I recently stepped back from one day at my job, which was reason for celebration. I have been juggling too much, holding on by the very tips of my fingers, and the last few weeks made it abundantly clear that my plate was overly full. It was too much. I was drowning. It was undoubtedly the right thing to do, but it meant goodbyes to two women who have, in very short order, had outsized influence on my well-being, my mind, and my heart.
There are so many ways their mere existence reminds me of who I once was; we spent one afternoon sticking googly eyes to baby pictures around our office. I had forgotten I was capable of laughing like that because, at some point along the way, I just stopped. When I arrived at work after both of them, they would dance preposterously at me through the window; they would gyrate, waving and wiggling, until I looked into the office window and laughed at their audacity, the contagiousness of their joy a visceral reminder not to run from ecstasy.
There was ample silliness, but also deep sincerity and a bearing of souls in the most earnest and vulnerable way. They held me precisely how I am while also challenging me to see more, dream more, and be more. They shared truth and speculation and hope in a space that felt sacred. We shared our history in a way that is so rare for adults; I told them things I don't tell most people about the ways my heart has broken and exposed to them, in the sheer light of the day, the inevitable fractures and scars I mostly try to hide.
We created one of the richest and safest spaces I have ever been a part of and it is with deep mourning that I say goodbye to our every Tuesday gathering. It has happened only a few times in my thirty eight years that I meet people whose mere existence is an embrace. It is such a rare and beautiful thing to be wandering in the world and to bump into a piece of your soul walking in another person's body.
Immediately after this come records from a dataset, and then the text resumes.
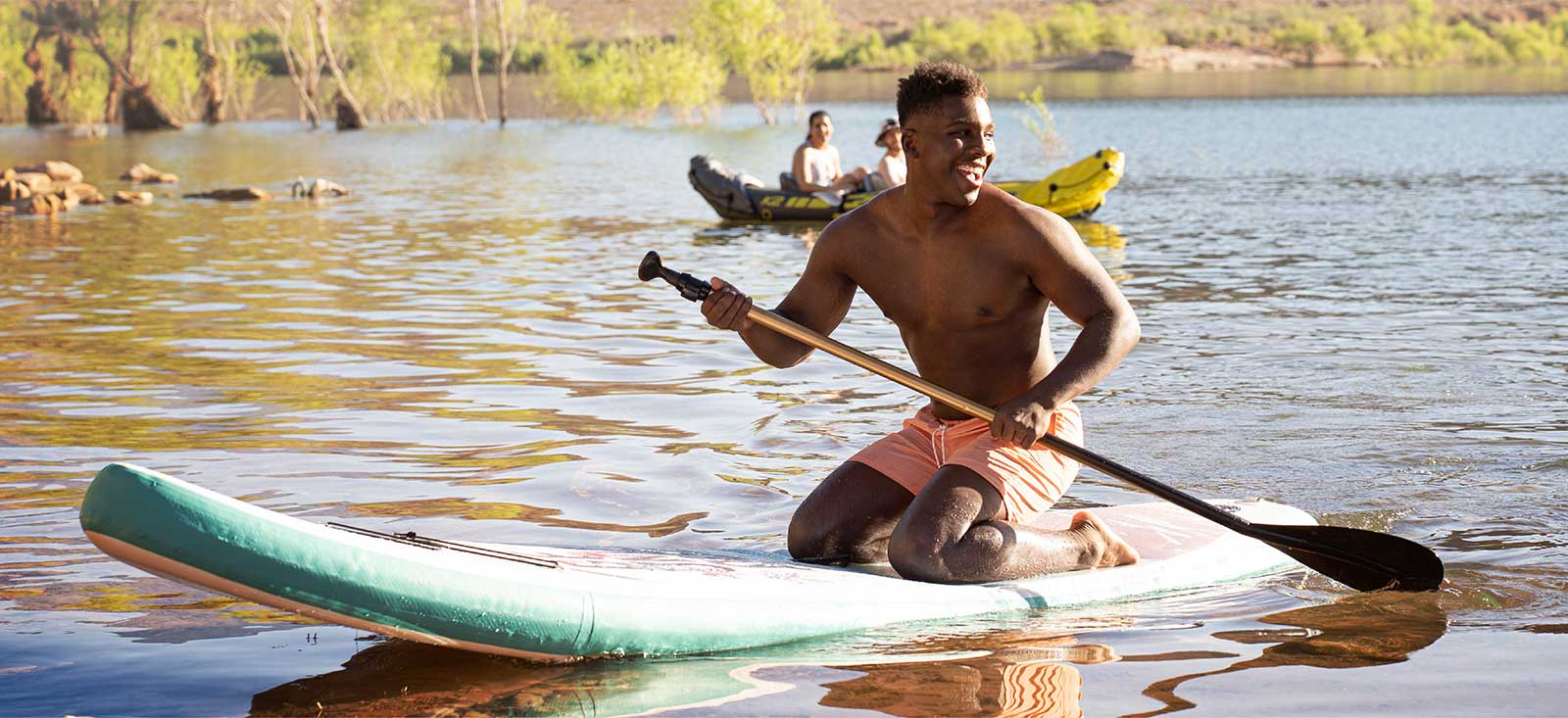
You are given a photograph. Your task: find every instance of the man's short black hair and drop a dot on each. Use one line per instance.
(930, 83)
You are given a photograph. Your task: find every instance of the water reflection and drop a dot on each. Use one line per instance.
(1035, 678)
(1355, 632)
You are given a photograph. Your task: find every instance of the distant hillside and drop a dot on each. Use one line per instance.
(604, 20)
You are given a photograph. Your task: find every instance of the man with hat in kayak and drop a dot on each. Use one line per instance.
(891, 169)
(966, 271)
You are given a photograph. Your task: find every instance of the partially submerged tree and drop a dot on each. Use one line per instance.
(212, 83)
(474, 60)
(345, 109)
(509, 13)
(305, 65)
(41, 107)
(772, 47)
(138, 107)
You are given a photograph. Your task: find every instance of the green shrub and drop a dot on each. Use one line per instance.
(1478, 47)
(1004, 39)
(1042, 122)
(1073, 30)
(1301, 38)
(1529, 43)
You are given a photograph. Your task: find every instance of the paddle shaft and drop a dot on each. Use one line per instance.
(987, 414)
(1341, 553)
(1082, 455)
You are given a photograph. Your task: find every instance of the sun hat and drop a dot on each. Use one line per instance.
(888, 125)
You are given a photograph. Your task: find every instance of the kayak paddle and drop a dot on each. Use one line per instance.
(1355, 556)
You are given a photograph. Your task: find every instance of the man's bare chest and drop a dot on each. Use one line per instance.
(948, 292)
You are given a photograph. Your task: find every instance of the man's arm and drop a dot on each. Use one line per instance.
(1076, 282)
(819, 302)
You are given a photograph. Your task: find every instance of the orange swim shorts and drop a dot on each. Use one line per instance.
(1031, 480)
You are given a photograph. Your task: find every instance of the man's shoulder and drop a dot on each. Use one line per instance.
(1001, 209)
(854, 229)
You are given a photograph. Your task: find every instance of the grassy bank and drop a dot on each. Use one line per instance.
(357, 62)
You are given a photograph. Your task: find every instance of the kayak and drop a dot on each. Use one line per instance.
(1071, 192)
(556, 602)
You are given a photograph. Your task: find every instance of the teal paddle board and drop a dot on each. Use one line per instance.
(549, 602)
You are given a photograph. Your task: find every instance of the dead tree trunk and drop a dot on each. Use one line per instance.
(138, 109)
(349, 112)
(112, 101)
(41, 107)
(305, 70)
(504, 59)
(474, 60)
(212, 85)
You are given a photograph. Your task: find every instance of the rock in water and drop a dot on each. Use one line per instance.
(232, 195)
(143, 172)
(63, 172)
(132, 198)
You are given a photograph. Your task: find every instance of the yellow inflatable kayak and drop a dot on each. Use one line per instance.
(1073, 192)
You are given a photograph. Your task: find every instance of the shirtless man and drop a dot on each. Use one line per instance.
(966, 273)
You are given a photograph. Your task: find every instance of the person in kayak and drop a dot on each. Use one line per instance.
(891, 169)
(966, 273)
(817, 168)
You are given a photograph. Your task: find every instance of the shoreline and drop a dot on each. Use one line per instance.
(1197, 75)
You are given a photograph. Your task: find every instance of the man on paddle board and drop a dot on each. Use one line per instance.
(966, 271)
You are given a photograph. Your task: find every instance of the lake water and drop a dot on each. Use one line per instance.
(1355, 306)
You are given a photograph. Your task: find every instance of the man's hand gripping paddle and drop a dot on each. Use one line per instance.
(1355, 556)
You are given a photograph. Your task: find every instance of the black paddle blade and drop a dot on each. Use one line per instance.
(1355, 556)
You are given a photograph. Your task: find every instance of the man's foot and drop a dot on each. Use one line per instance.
(1105, 548)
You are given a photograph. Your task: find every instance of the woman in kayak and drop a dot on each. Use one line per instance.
(817, 168)
(891, 168)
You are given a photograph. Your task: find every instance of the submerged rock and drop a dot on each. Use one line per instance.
(318, 188)
(38, 182)
(143, 172)
(86, 193)
(132, 196)
(232, 195)
(12, 190)
(39, 204)
(59, 171)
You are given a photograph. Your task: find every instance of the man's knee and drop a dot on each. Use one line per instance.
(917, 555)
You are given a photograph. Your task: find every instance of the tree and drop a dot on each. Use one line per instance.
(762, 44)
(507, 15)
(212, 85)
(474, 60)
(305, 67)
(345, 109)
(41, 107)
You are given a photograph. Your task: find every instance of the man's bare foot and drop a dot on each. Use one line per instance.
(1110, 549)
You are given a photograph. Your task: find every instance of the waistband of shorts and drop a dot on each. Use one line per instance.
(929, 417)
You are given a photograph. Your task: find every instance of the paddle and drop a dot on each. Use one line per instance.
(1358, 558)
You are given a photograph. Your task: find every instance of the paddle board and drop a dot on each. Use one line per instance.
(549, 602)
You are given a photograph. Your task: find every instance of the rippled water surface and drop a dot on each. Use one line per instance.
(1355, 306)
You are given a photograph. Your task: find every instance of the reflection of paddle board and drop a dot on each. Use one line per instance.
(559, 602)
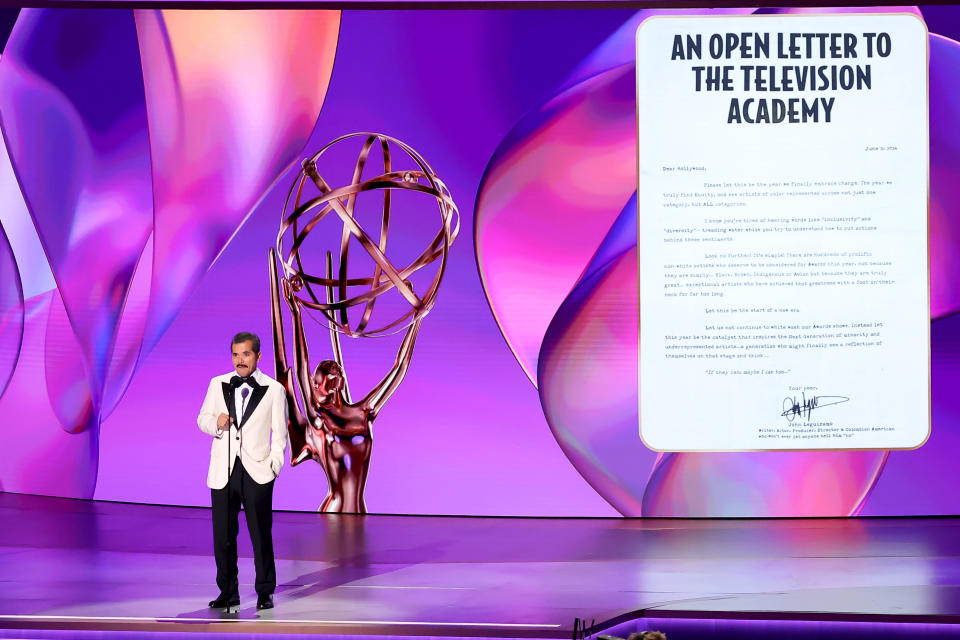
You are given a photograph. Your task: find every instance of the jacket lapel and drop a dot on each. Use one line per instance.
(228, 398)
(255, 399)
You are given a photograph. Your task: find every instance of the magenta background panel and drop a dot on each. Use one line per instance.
(124, 272)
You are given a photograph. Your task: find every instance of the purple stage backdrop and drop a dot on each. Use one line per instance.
(146, 156)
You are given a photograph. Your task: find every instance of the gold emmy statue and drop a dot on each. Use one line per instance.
(331, 427)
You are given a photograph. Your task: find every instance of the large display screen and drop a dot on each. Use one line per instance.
(478, 259)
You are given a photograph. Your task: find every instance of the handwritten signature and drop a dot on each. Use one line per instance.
(792, 408)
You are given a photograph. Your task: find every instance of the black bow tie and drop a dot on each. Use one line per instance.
(237, 381)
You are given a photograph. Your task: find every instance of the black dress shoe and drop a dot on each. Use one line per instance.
(225, 602)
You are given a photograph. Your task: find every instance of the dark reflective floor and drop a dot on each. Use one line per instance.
(92, 565)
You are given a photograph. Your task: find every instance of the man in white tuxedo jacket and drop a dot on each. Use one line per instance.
(246, 413)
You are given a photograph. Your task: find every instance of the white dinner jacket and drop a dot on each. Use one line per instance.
(262, 434)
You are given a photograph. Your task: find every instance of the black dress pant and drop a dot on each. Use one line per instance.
(257, 500)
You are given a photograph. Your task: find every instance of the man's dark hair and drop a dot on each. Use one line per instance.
(243, 336)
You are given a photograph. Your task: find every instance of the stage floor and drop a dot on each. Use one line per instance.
(74, 564)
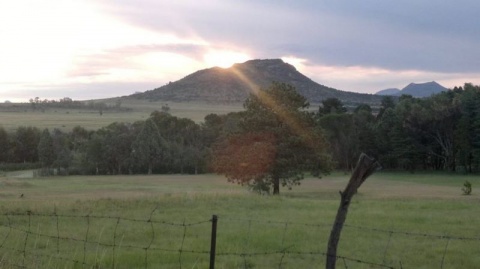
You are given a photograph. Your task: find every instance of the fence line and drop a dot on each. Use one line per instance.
(19, 229)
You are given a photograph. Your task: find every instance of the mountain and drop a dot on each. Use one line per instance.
(234, 84)
(390, 91)
(418, 90)
(423, 89)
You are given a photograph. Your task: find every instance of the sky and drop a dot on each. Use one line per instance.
(90, 49)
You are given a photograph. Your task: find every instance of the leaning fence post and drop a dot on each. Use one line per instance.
(213, 243)
(365, 167)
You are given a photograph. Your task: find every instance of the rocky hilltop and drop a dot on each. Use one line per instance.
(234, 84)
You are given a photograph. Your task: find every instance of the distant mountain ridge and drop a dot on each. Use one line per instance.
(234, 84)
(419, 90)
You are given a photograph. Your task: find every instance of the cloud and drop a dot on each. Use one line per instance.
(350, 45)
(398, 35)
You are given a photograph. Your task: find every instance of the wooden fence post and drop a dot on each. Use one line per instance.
(366, 166)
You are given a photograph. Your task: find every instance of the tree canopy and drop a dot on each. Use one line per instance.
(276, 144)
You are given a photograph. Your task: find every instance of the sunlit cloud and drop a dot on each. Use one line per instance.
(224, 58)
(367, 79)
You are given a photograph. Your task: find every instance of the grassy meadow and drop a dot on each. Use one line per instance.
(399, 220)
(13, 116)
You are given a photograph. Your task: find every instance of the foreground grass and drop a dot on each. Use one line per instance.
(400, 220)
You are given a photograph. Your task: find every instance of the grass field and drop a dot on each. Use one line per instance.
(13, 116)
(397, 220)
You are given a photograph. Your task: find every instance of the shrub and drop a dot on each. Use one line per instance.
(467, 188)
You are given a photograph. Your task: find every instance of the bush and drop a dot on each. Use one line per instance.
(467, 188)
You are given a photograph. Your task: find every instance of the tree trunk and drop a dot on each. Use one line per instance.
(365, 167)
(276, 185)
(150, 168)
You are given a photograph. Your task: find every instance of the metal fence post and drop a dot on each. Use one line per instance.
(213, 243)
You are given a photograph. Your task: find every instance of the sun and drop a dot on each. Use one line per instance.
(225, 58)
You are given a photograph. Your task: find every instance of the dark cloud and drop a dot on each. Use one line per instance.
(440, 36)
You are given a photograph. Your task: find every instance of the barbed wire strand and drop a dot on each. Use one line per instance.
(115, 246)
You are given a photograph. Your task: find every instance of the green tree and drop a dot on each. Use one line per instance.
(25, 144)
(4, 146)
(332, 105)
(149, 146)
(46, 152)
(276, 144)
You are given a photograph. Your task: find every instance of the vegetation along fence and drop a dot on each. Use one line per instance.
(38, 240)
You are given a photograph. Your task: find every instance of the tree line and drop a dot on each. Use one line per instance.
(277, 131)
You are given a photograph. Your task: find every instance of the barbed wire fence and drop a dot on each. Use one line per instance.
(52, 240)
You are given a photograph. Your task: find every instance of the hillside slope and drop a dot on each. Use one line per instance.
(234, 84)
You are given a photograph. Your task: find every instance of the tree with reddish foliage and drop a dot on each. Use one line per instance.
(277, 142)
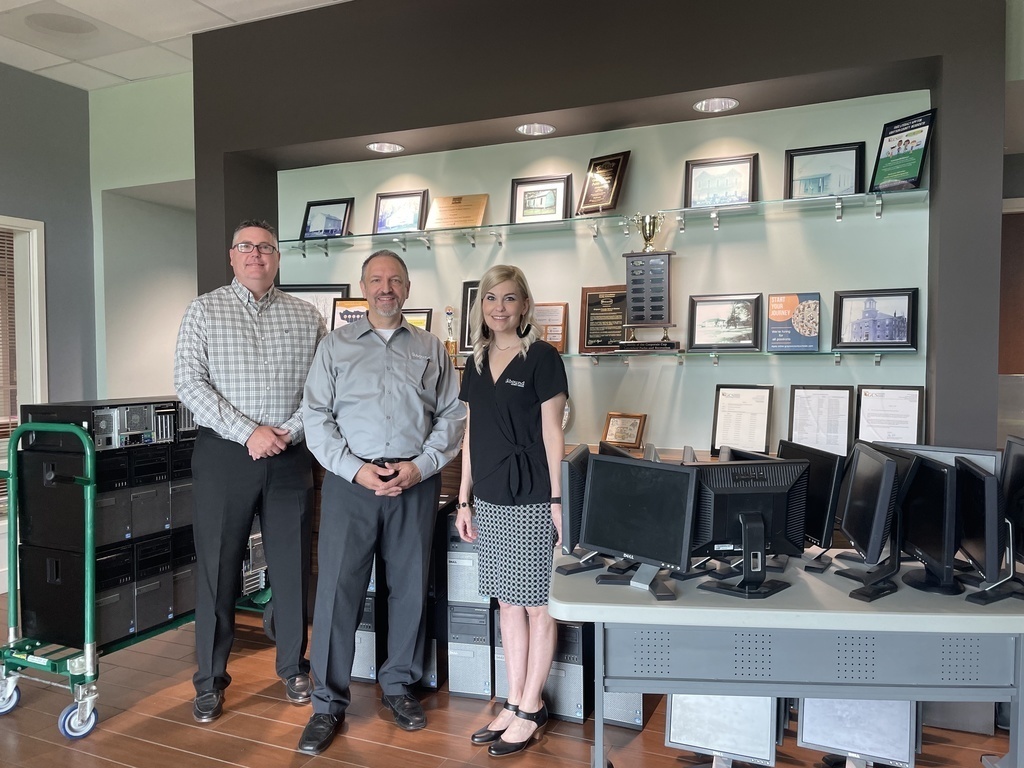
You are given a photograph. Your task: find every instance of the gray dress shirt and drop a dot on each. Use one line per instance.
(241, 364)
(368, 398)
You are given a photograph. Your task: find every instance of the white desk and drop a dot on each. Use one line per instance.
(810, 640)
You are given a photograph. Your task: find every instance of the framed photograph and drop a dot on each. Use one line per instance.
(399, 212)
(347, 310)
(625, 429)
(821, 417)
(884, 318)
(419, 317)
(725, 323)
(552, 323)
(541, 199)
(901, 153)
(469, 290)
(602, 318)
(721, 181)
(327, 218)
(820, 171)
(742, 416)
(793, 322)
(891, 414)
(603, 182)
(321, 296)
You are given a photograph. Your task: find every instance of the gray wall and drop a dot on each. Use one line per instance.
(44, 175)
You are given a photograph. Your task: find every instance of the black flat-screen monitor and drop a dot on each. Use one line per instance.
(754, 509)
(928, 509)
(641, 511)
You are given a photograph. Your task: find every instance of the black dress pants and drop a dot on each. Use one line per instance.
(229, 488)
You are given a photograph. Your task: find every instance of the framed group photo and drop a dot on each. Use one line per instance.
(725, 323)
(541, 199)
(884, 318)
(721, 181)
(822, 171)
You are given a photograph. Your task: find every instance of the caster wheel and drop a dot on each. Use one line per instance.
(71, 727)
(268, 621)
(11, 701)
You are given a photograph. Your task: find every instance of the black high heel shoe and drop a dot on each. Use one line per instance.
(485, 735)
(501, 749)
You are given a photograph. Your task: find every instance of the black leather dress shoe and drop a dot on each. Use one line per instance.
(208, 706)
(408, 712)
(318, 733)
(298, 688)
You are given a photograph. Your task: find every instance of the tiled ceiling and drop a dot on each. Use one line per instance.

It is a bit of infinite beauty that any of us is entitled to these chance encounters with human beings who challenge one to be more open, more kind, more daring, and more authentic. It has been a year of daring, of encouraging one another to live with startling ferocity and fearlessness. And what astoundingly good fortune that we should meet at all, let alone that together we should bear witness to one another's metamorphosis.